Bypass crossfade settings when playing a file.
My use case in our community theatre group is this: I play a playlist of music before and after a show and also during interval. For this I use the crossfade and remove silence plugins and it works really well. Once the show starts I now use the same machine and Audacious player to play individual files as sound effects, show music, backing tracks etc - this is done via commandline calls from my lighting control software. The problem is that when I now play these files they have a fade out at the end that matches the crossfade settings.
This is problem because for a show one needs the clips to play at the set volume for their entirety. Currently I try to switch to Audacious to turn crossfade off, then switch back to my other software to start running the show. This can get quite difficult in terms of timing. Sometimes there are a number of silent seconds where the audience gets fidgety (unpopular with critics) or the band starts playing (or other show activity) without the technical operator being ready.
When the show is over I would like to be able to go back to my crossfade settings.
I see a few possible solutions to this:
- Add a command line switch (say -x) when playing a file that means that Audacious will ignore all crossfade settings for playing the particular track.
- Since the show tracks are played on the "Now playing" playlist, saving the settings per playlist would also work. Then I can set-up Audacious according to how I need it to run.
- Add an audtool api that changes the active status of a plug-in. Something like: audtool crossfade-set-active 1.
I suspect the audtool api to be the simplest.
#2 Updated by Chris Laurie over 4 years ago
I'm not sure how the multiple instances would work. If it can remember the settings on a per instance then maybe.

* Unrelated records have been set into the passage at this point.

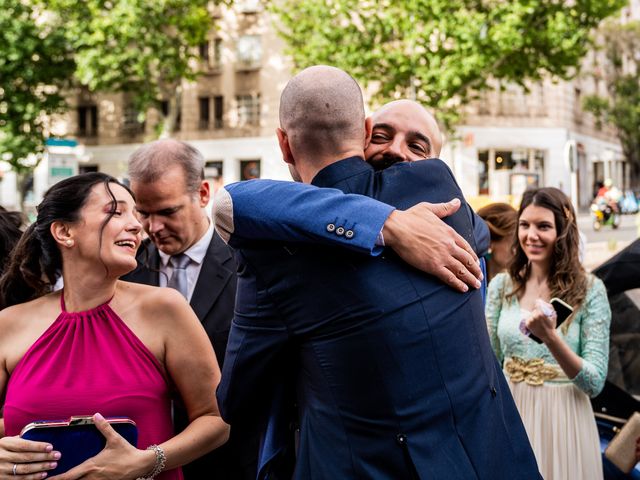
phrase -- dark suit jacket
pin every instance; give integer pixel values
(213, 301)
(394, 373)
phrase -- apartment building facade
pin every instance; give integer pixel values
(511, 138)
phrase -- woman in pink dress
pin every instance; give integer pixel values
(100, 346)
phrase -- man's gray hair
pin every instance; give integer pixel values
(149, 162)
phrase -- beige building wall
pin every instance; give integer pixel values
(244, 71)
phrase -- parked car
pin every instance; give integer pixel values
(621, 394)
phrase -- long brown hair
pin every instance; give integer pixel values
(568, 279)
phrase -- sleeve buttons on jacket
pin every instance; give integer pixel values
(401, 438)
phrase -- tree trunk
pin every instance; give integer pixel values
(170, 120)
(25, 183)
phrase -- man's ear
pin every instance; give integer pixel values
(285, 148)
(204, 193)
(62, 234)
(368, 131)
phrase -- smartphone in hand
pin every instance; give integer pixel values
(563, 311)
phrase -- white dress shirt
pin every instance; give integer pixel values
(196, 254)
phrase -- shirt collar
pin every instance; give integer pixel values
(196, 252)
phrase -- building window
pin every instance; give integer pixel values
(87, 121)
(213, 174)
(211, 53)
(87, 168)
(483, 172)
(218, 112)
(504, 161)
(204, 52)
(205, 112)
(577, 105)
(248, 110)
(249, 52)
(249, 169)
(248, 6)
(132, 123)
(164, 109)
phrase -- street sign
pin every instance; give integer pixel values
(62, 160)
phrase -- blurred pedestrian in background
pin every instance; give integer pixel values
(501, 218)
(551, 382)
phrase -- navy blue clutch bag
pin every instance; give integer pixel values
(77, 439)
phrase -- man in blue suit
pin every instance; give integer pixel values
(402, 130)
(393, 371)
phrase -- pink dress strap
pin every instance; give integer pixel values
(88, 362)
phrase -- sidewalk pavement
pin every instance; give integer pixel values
(597, 253)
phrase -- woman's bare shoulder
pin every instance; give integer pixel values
(42, 309)
(155, 302)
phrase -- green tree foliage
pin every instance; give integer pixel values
(35, 66)
(621, 74)
(142, 47)
(441, 52)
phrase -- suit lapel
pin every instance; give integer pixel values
(217, 269)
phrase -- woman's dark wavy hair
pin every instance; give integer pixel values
(10, 233)
(568, 279)
(36, 261)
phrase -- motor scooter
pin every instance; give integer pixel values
(603, 213)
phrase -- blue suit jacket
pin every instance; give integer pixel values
(296, 212)
(393, 371)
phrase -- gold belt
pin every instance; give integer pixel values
(533, 371)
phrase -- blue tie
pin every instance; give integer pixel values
(178, 279)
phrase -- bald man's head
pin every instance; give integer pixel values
(321, 110)
(403, 130)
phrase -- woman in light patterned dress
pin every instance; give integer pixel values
(552, 381)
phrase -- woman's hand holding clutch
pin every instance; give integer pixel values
(25, 459)
(118, 461)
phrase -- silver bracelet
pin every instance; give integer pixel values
(161, 461)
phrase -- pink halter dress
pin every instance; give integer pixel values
(88, 362)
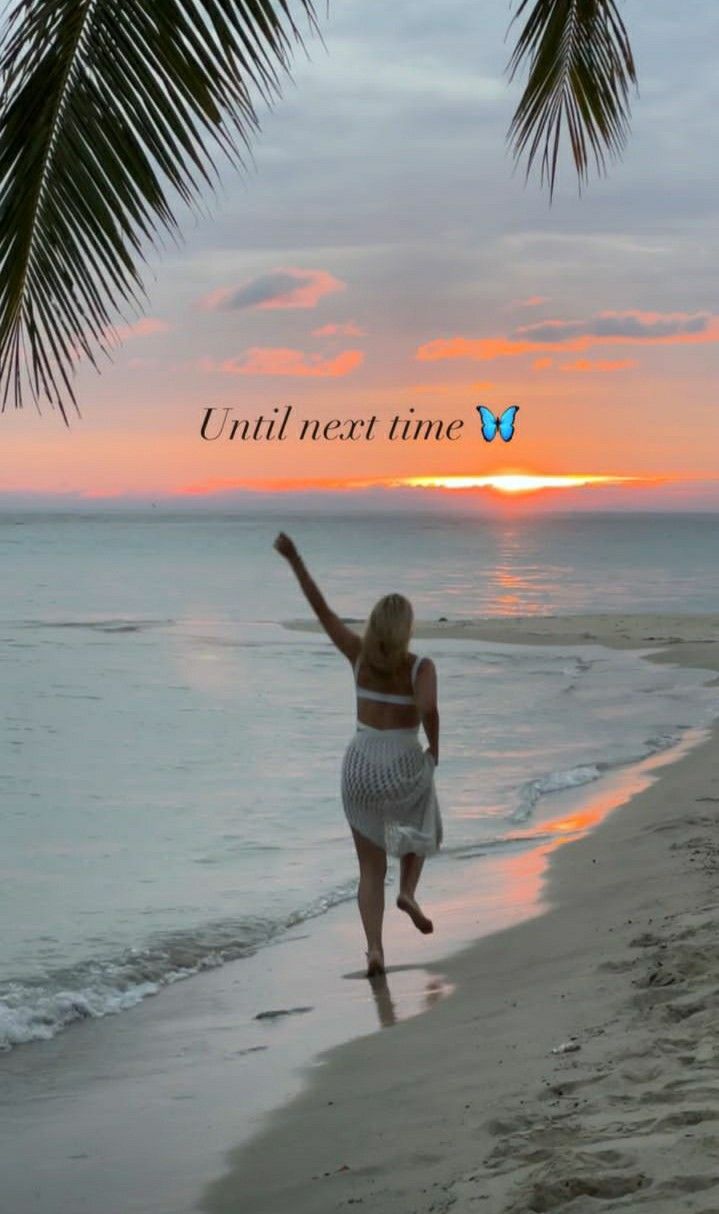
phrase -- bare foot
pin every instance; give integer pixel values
(375, 962)
(420, 920)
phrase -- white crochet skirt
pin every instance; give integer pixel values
(389, 790)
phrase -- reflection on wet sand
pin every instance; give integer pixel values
(435, 990)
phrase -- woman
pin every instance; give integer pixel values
(388, 779)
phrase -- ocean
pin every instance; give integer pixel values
(170, 750)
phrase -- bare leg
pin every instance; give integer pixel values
(409, 871)
(371, 898)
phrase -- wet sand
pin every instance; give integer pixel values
(173, 1106)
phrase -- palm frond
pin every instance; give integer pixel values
(102, 105)
(579, 71)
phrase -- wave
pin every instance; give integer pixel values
(586, 773)
(38, 1009)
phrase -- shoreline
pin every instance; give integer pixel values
(576, 1065)
(181, 1048)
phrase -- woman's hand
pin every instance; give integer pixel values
(284, 546)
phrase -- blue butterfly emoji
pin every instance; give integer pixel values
(491, 425)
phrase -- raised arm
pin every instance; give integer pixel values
(346, 641)
(425, 693)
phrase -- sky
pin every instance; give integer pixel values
(381, 255)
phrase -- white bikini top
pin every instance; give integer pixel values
(386, 698)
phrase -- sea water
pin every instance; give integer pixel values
(170, 750)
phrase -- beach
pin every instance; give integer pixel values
(566, 1061)
(576, 1066)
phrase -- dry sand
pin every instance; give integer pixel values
(576, 1066)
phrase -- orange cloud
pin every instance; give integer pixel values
(284, 288)
(346, 330)
(500, 482)
(588, 364)
(278, 361)
(609, 328)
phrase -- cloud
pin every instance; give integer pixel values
(530, 301)
(287, 288)
(607, 328)
(598, 364)
(279, 361)
(349, 329)
(634, 325)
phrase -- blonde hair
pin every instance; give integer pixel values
(386, 634)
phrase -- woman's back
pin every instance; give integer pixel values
(388, 703)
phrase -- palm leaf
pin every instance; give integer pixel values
(103, 103)
(579, 69)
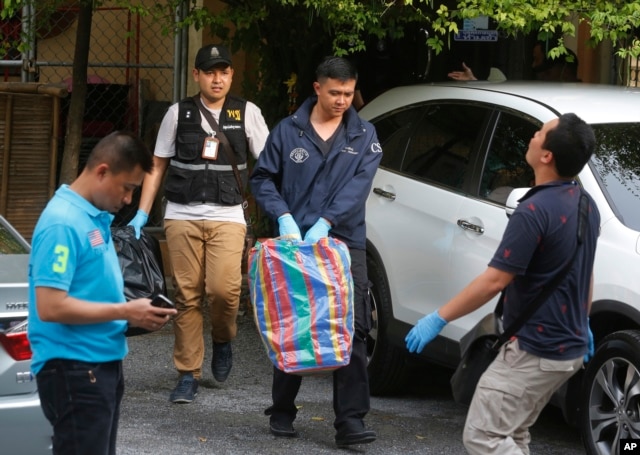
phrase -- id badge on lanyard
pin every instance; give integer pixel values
(210, 148)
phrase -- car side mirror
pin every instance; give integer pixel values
(514, 198)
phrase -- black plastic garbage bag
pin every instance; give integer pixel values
(141, 265)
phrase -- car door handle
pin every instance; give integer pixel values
(385, 194)
(470, 227)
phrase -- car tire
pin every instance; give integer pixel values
(387, 367)
(611, 394)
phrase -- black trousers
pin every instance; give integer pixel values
(351, 382)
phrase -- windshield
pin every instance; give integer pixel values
(617, 165)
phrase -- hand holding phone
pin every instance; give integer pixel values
(161, 301)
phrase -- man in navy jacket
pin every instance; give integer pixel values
(314, 177)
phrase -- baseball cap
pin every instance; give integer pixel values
(210, 55)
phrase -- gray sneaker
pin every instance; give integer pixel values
(186, 390)
(222, 361)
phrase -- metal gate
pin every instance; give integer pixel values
(133, 74)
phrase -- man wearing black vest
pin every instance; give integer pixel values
(200, 140)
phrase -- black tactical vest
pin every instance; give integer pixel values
(193, 179)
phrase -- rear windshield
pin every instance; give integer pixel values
(617, 165)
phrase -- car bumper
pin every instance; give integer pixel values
(23, 426)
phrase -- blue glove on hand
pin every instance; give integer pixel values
(318, 231)
(138, 222)
(424, 331)
(589, 355)
(288, 227)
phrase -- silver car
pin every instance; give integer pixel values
(452, 155)
(23, 427)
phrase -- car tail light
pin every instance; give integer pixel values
(16, 343)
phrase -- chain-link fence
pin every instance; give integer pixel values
(130, 70)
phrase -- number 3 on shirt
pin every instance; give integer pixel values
(62, 254)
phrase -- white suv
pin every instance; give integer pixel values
(452, 153)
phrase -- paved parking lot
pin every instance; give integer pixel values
(228, 418)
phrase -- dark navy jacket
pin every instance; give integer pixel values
(292, 175)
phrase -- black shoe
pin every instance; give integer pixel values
(186, 390)
(222, 361)
(360, 437)
(283, 430)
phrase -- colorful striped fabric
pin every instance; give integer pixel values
(302, 296)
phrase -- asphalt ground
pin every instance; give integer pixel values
(227, 418)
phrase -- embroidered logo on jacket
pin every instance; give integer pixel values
(95, 238)
(299, 155)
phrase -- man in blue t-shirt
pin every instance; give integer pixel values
(553, 344)
(77, 309)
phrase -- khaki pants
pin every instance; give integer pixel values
(509, 398)
(206, 258)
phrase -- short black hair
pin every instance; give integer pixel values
(572, 143)
(333, 67)
(122, 151)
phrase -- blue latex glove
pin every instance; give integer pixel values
(424, 331)
(138, 222)
(288, 227)
(318, 231)
(589, 355)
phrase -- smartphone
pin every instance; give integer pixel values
(162, 302)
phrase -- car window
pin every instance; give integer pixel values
(505, 166)
(393, 132)
(441, 145)
(617, 165)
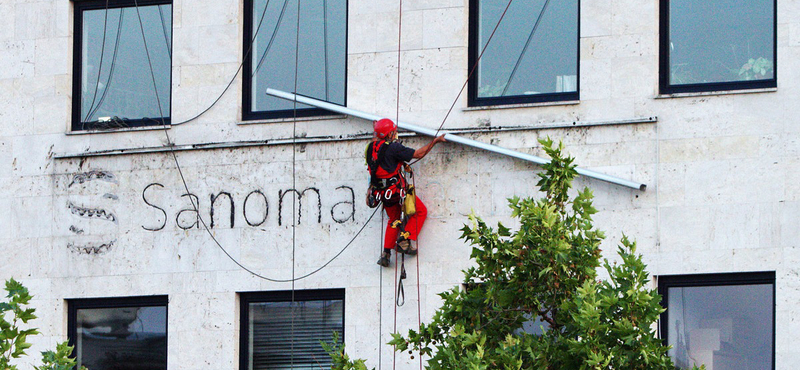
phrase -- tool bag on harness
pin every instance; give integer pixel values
(385, 186)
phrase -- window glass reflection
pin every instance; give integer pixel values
(321, 52)
(724, 327)
(523, 58)
(721, 41)
(115, 72)
(280, 341)
(132, 338)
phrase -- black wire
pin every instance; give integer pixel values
(164, 27)
(93, 110)
(527, 43)
(100, 68)
(196, 209)
(238, 70)
(271, 39)
(325, 44)
(294, 168)
(472, 70)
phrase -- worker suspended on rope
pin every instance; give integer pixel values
(387, 163)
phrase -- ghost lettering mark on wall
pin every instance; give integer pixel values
(254, 207)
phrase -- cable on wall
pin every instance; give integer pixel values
(171, 145)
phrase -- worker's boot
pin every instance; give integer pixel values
(405, 246)
(385, 256)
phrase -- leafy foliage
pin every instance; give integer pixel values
(13, 339)
(546, 270)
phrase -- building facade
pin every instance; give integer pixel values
(159, 204)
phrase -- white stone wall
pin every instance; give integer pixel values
(723, 172)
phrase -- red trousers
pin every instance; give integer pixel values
(413, 226)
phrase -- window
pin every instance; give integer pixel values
(717, 45)
(321, 55)
(278, 332)
(725, 321)
(113, 86)
(116, 333)
(533, 56)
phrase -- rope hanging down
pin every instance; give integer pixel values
(171, 145)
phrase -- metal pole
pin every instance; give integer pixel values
(450, 137)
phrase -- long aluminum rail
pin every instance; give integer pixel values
(450, 137)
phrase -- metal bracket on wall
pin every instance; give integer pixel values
(450, 137)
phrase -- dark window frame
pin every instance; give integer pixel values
(664, 57)
(73, 305)
(245, 298)
(710, 280)
(472, 86)
(77, 66)
(247, 66)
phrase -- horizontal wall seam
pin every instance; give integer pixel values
(342, 138)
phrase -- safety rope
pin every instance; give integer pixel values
(380, 303)
(419, 298)
(471, 71)
(294, 174)
(398, 288)
(401, 292)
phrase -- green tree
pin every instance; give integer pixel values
(545, 270)
(13, 339)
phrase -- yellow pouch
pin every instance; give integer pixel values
(410, 203)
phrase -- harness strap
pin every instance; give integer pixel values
(400, 299)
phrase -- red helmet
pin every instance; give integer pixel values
(384, 127)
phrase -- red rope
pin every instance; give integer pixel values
(397, 119)
(399, 40)
(394, 352)
(419, 298)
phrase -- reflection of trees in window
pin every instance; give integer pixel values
(724, 321)
(718, 42)
(113, 82)
(533, 55)
(320, 49)
(132, 336)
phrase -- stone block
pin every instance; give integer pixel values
(759, 259)
(596, 79)
(634, 77)
(644, 22)
(685, 228)
(444, 28)
(35, 20)
(205, 13)
(52, 56)
(18, 57)
(597, 18)
(735, 226)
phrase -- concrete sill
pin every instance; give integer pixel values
(715, 93)
(118, 130)
(525, 105)
(291, 119)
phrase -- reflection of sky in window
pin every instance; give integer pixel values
(729, 324)
(550, 64)
(321, 64)
(123, 85)
(134, 337)
(711, 41)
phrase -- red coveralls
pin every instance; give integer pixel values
(394, 207)
(413, 226)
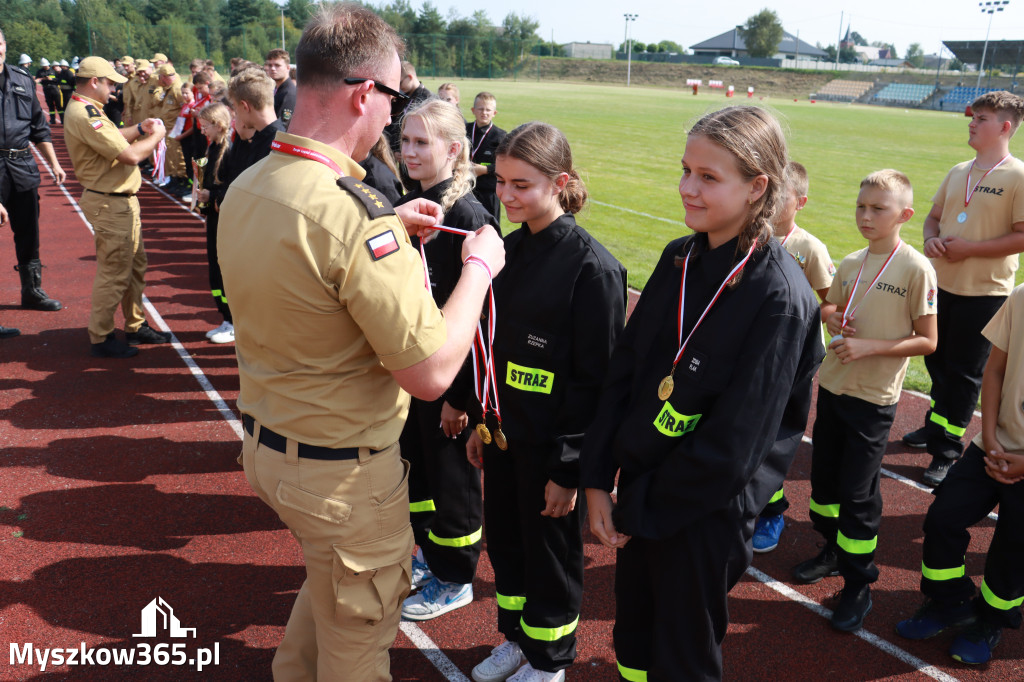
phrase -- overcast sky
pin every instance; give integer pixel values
(897, 22)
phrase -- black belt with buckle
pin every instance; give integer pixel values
(112, 194)
(279, 442)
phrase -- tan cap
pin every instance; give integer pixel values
(98, 68)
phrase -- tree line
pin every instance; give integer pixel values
(219, 30)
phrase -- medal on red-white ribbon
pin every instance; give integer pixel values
(969, 190)
(848, 311)
(668, 384)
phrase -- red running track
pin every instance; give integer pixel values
(120, 484)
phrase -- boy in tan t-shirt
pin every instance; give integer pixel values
(973, 235)
(886, 313)
(989, 473)
(812, 256)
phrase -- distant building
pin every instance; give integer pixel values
(731, 44)
(588, 50)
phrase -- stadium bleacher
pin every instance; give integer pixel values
(843, 90)
(905, 93)
(961, 96)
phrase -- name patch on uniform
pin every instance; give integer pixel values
(528, 379)
(383, 245)
(674, 425)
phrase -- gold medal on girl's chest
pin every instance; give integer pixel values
(666, 387)
(484, 433)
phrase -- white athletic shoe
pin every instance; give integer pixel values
(503, 662)
(529, 674)
(436, 598)
(227, 336)
(217, 330)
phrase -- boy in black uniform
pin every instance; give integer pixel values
(484, 137)
(990, 472)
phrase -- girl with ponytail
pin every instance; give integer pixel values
(706, 402)
(444, 488)
(560, 304)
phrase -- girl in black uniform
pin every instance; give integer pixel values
(560, 304)
(705, 405)
(444, 488)
(215, 123)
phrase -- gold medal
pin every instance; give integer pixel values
(666, 387)
(484, 433)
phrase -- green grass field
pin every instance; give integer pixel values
(628, 144)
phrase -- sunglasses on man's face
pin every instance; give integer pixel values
(399, 100)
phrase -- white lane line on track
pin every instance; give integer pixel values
(430, 650)
(412, 631)
(913, 662)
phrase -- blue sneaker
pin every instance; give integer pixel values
(975, 645)
(421, 571)
(767, 531)
(933, 619)
(436, 598)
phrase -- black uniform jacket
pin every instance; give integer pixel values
(23, 122)
(284, 100)
(444, 262)
(560, 305)
(481, 151)
(382, 178)
(726, 436)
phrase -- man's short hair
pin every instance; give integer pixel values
(252, 86)
(1005, 104)
(892, 181)
(484, 97)
(796, 178)
(345, 40)
(278, 53)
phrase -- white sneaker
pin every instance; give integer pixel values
(227, 336)
(436, 598)
(217, 330)
(421, 571)
(529, 674)
(503, 662)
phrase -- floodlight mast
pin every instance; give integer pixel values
(988, 8)
(629, 47)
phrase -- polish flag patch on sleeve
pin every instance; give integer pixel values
(383, 245)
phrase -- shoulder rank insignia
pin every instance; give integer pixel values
(376, 204)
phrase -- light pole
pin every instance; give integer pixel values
(629, 47)
(988, 8)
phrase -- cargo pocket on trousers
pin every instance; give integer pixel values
(372, 579)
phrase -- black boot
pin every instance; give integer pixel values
(33, 297)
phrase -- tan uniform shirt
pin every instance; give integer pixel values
(995, 206)
(328, 298)
(1006, 331)
(905, 292)
(94, 143)
(812, 256)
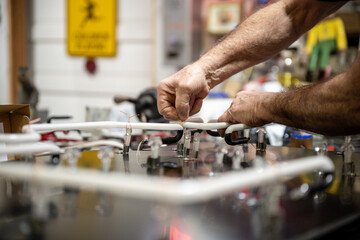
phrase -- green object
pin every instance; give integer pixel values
(321, 52)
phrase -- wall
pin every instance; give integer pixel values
(4, 63)
(65, 87)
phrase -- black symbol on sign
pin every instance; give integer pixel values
(90, 12)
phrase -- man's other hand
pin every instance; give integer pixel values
(181, 95)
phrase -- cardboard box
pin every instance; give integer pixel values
(14, 117)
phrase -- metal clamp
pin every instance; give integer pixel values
(174, 139)
(237, 141)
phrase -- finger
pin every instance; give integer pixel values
(197, 106)
(166, 107)
(182, 101)
(226, 117)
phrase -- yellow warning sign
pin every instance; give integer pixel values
(91, 27)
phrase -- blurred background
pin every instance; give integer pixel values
(92, 59)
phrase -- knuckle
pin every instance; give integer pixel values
(185, 87)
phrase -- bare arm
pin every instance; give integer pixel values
(331, 107)
(261, 36)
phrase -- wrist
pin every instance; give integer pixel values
(211, 71)
(268, 106)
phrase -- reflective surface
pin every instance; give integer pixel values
(35, 211)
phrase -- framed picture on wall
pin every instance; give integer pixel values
(223, 17)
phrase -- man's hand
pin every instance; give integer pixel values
(181, 95)
(248, 108)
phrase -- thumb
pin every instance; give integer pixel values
(226, 117)
(182, 101)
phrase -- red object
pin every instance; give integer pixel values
(90, 65)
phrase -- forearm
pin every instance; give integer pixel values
(329, 108)
(262, 35)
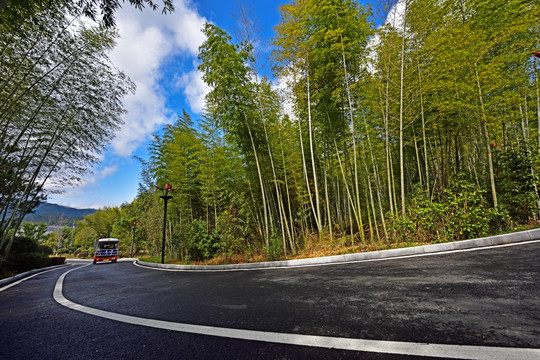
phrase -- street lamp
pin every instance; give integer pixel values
(133, 227)
(165, 197)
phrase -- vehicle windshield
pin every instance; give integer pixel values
(111, 245)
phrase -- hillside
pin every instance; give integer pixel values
(54, 214)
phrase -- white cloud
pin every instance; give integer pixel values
(147, 40)
(195, 90)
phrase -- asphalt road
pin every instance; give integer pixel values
(485, 299)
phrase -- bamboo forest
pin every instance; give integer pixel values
(423, 129)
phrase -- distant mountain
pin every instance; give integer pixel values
(54, 214)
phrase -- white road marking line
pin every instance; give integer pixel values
(344, 262)
(26, 278)
(378, 346)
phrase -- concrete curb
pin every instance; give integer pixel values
(510, 238)
(20, 276)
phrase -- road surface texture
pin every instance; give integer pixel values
(485, 302)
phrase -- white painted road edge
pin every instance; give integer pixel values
(377, 346)
(404, 255)
(29, 275)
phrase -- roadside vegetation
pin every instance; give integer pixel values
(423, 130)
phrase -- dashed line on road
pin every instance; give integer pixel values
(376, 346)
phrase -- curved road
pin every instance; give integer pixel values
(482, 304)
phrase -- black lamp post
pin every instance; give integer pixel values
(133, 227)
(165, 197)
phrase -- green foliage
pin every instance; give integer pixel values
(462, 213)
(515, 175)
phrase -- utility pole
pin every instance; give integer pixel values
(133, 227)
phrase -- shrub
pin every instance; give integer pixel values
(44, 249)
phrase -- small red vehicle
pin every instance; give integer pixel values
(106, 250)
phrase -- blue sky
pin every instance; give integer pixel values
(159, 53)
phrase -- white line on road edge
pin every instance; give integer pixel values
(378, 346)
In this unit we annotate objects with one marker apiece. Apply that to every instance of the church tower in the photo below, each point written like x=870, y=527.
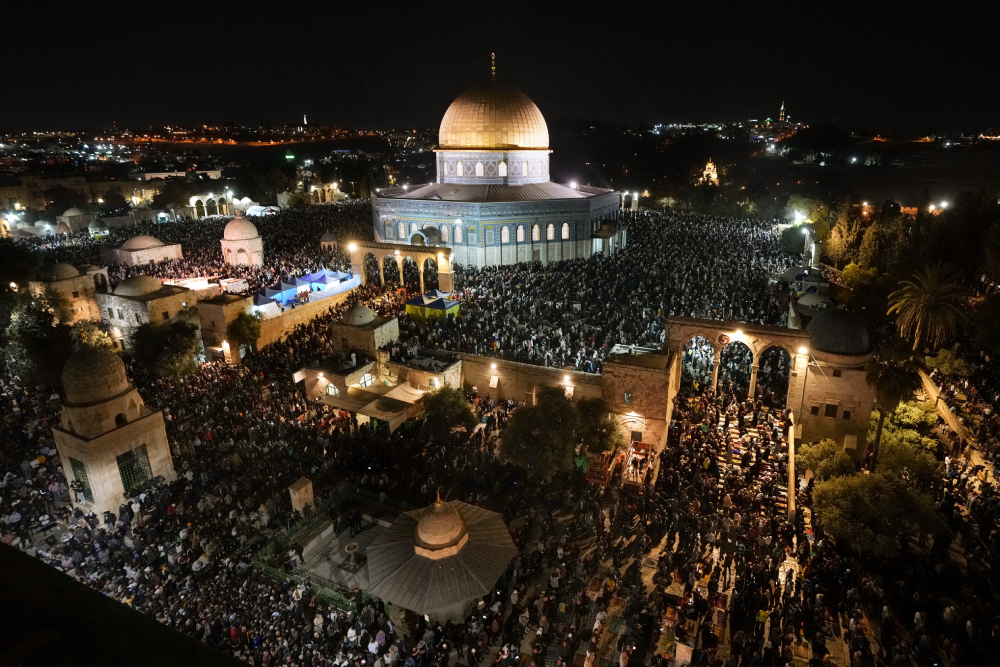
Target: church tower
x=108, y=439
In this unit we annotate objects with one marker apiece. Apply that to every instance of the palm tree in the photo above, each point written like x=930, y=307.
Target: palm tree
x=930, y=305
x=894, y=379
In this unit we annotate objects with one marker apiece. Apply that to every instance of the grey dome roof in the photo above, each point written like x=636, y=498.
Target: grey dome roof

How would command line scripts and audtool calls know which instance to use as target for the api request?
An api to enable/disable a plug-in at runtime seems a simpler solution.
#3 Updated by John Lindgren over 4 years ago
audacious -2 would start a second instance (which would store its own settings in, say,
audtool -2 <command> would control it remotely. It would actually be fairly simple to implement.
This approach might not have any advantage for your particular needs, but I think it's more generic and could be useful in other scenarios as well. For example, some time ago we had another user, also running sound for a theater, who wanted to run a playlist of background music in one instance, while at the same time playing individual sound effects from a playlist in another instance (using the "No Playlist Advance" setting).
#4 Updated by Chris Laurie over 4 years ago
I can totally see the value of this, If the 2 instances are feeding separate sound outputs. In my case the sound is output on the same device. So the only one should play at a time.
I suggest being able to enable a plug-in through the command line is a very useful functionality anyway, for many other uses, not only my own.
My solution for the playlist no advance described above is to have the lighting software (QLC+) call audacious from the command line to play a track, so it creates a single entry in the now playing playlist. That way I do not have to actually administer the Audacious instance manually, it all happens via the command line. In fact I could run it headless, but I don't because in live theatre it is good to have some insurance.
Being able to control more parameters from the command line also allows me to create and thoroughly test the control scripts and then it becomes easier to give the full production to a less experienced and knowledgeable operator.